C’est être innocent de tout, c’est être sans connaissance concrète, mais capable de tout recevoir comme ça vient. Un enfant n’est pas bloqué par la connaissance ou les jugements, car il se laisse porter par ce qui se passe, il se laisse remplir de tout ce qu’il voit, entend, fait. Et surtout, il questionne !! Jésus nous appelle à être comme ça, tel des enfants.
Continuons encore un peu avec notre texte.
Lorsque nous lisons ce texte nous tombons sur cette phrase : Nul ne connaît le Fils si ce n’est le Père, et nul ne connaît le Père si ce n’est le Fils. Tout de suite, bien sûr, nous pensons à Jésus comme étant Le Fils unique de Dieu.
Et finalement, cela nous replace dans un état d'humilité ! Nous ne savons pas, et, même plus encore, nous ne saurons jamais ! Seul le Fil connait le Père ! Cela ne veut pas dire que nous serons ignorants toute notre vie, mais simplement que face à Dieu nous sommes en position d'humilité, de non-connaissance. Personne ici ne peut dire « Je sais ce que pense Dieu, ce que veut dire Dieu, ce que fait Dieu ». Par contre, nous avons Jésus, le Fils, qui lui nous permet d'entendre les Paroles de Dieu pour nos vies ! Donc nous ne savons pas ce que Dieu pense là tout de suite maintenant, mais nous pouvons entendre ce qu’il veut dire à nos vies par sa Parole donnée en son Fils. Nous ne savons pas ce qu’il pense, mais nous savons ce qu’il dit.
C’est une nuance importante je crois lorsque nous parlons de Dieu ou de notre foi, de nous dire que nous ne savons pas, mais que nous pouvons entendre, recevoir et vivre du mieux que l’on peut de cette Parole.
Finalement, nous entrons dans la relation à Dieu comme nous entrons dans le monde : pauvres de connaissance, pauvres de présupposés ou de jugements, pauvres de tout. Nous grandissons ensuite, nous apprenons à manger, à marcher, à courir, à parler, nous apprenons les tables de multiplications (traumatisme de l’enfance), nous absorbons comme des éponges, et puis, allez savoir pourquoi, un jour nous pensons que c’est bon, nous savons !

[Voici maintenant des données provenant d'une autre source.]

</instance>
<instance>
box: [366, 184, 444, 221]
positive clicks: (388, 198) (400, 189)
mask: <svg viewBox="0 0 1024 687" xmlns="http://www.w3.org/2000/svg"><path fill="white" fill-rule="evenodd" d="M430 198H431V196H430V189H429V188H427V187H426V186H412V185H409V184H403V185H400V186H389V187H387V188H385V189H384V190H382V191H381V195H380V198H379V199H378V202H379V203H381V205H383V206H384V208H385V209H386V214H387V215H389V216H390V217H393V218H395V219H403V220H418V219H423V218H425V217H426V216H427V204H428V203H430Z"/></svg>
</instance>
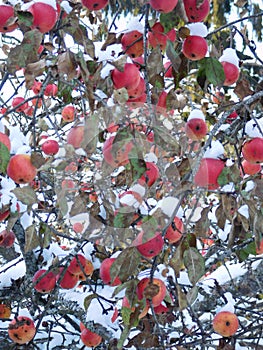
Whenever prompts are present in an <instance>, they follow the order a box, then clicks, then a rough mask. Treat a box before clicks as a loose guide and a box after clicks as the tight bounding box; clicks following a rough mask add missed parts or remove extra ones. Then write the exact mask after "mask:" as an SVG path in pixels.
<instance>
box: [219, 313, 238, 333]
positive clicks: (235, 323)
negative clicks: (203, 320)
mask: <svg viewBox="0 0 263 350" xmlns="http://www.w3.org/2000/svg"><path fill="white" fill-rule="evenodd" d="M238 327H239V322H238V317H237V315H235V314H234V313H233V312H230V311H221V312H218V313H217V314H216V316H215V317H214V319H213V328H214V330H215V332H216V333H218V334H220V335H222V336H223V337H231V336H232V335H234V334H235V333H236V332H237V330H238Z"/></svg>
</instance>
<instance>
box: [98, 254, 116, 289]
mask: <svg viewBox="0 0 263 350" xmlns="http://www.w3.org/2000/svg"><path fill="white" fill-rule="evenodd" d="M115 260H116V258H106V259H104V260H103V261H102V263H101V266H100V278H101V279H102V281H103V283H105V284H107V285H109V286H118V285H119V284H121V280H120V279H119V277H118V276H117V277H116V278H115V279H114V280H113V281H112V280H111V275H110V268H111V266H112V264H113V263H114V261H115Z"/></svg>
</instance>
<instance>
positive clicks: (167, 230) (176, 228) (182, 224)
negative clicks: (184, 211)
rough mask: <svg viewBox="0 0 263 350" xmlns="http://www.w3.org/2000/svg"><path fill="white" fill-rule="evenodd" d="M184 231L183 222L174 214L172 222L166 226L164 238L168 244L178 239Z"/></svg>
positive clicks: (180, 236) (183, 224)
mask: <svg viewBox="0 0 263 350" xmlns="http://www.w3.org/2000/svg"><path fill="white" fill-rule="evenodd" d="M183 232H184V224H183V222H182V220H181V219H180V218H178V217H177V216H175V218H174V221H173V223H172V224H171V225H170V226H169V227H168V228H167V230H166V233H165V236H164V238H166V239H167V240H168V242H169V243H170V244H172V243H177V242H178V241H180V239H181V237H182V235H183Z"/></svg>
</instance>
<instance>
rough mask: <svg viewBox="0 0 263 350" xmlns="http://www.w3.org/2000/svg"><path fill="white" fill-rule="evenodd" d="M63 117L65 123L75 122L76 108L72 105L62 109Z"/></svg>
mask: <svg viewBox="0 0 263 350" xmlns="http://www.w3.org/2000/svg"><path fill="white" fill-rule="evenodd" d="M61 115H62V119H63V120H64V121H65V122H73V120H74V119H75V116H76V108H75V107H74V106H72V105H67V106H65V107H64V108H63V109H62V111H61Z"/></svg>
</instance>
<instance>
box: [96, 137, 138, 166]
mask: <svg viewBox="0 0 263 350" xmlns="http://www.w3.org/2000/svg"><path fill="white" fill-rule="evenodd" d="M114 139H115V136H111V137H110V138H108V139H107V140H106V141H105V142H104V145H103V149H102V153H103V156H104V159H105V161H106V162H107V163H108V164H109V165H111V166H112V167H114V168H116V167H119V166H121V165H125V164H128V163H129V152H130V151H131V149H132V148H133V143H132V142H130V141H129V142H127V143H123V141H122V142H119V143H114Z"/></svg>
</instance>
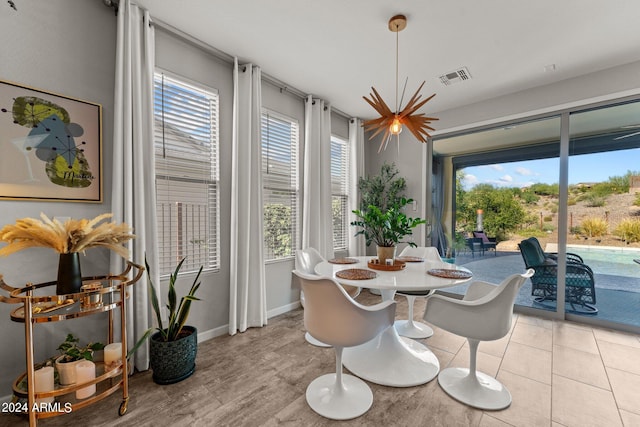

Mais non en fait, nous ne savons jamais, nous restons pauvres de tout, encore faut-il l’assumer. Ce n’est pas une honte cette pauvreté, au contraire, c’est ce qui nous permet de rester en contact, de rester attentif à la réalité de nos vies et de notre relation à Dieu.
Mieux, en plus d'être conscient de notre pauvreté, il nous faut continuer à nous délester de nos richesses. Je ne parle pas de mettre au placard tout ce que nous apprenons et sommes, mais bien d'être conscient que, face à Dieu, c’est comme un enfant avide de découverte que nous nous présentons. C’est être capable de laisser de côté nos connaissances universitaires, nos éducations religieuses, nos catéchismes, nos présupposés… pour laisser une grande place à l’inattendu ! C’est le lâcher-prise, c’est ne plus maîtriser, c’est lâcher !
Pourquoi ?
Venez à moi, vous tous qui êtes fatigués et chargés, et moi je vous donnerai le repos.
Vous savez, quand on est enfant et qu’on a un petit sac à dos sur le dos, qui pèse plus ou moins lourd, lorsque d'un coup nous voulons aller jouer, que nous voulons courir partout pour découvrir le monde, l’aire de jeu surtout, que font nos parents ? Ils prennent ce sac qui pèse lourd pour que nous soyons libres de courir en paix…
Au milieu de tout ce que nous avons vécu, tout ce que nous vivons et tout ce qui reste à vivre dans l’incertitude, beaucoup de choses peuvent nous peser ! Nous avons mis dans ce sac à dos que nous portons aujourd’hui, beaucoup d'angoisses, beaucoup de peurs, beaucoup de solitude, beaucoup de surcharge mentale aussi, beaucoup de fatigues ! Et nous voilà avec des sacs à dos remplis à ras bord de choses qui nous pèsent et peuvent nous bloquer !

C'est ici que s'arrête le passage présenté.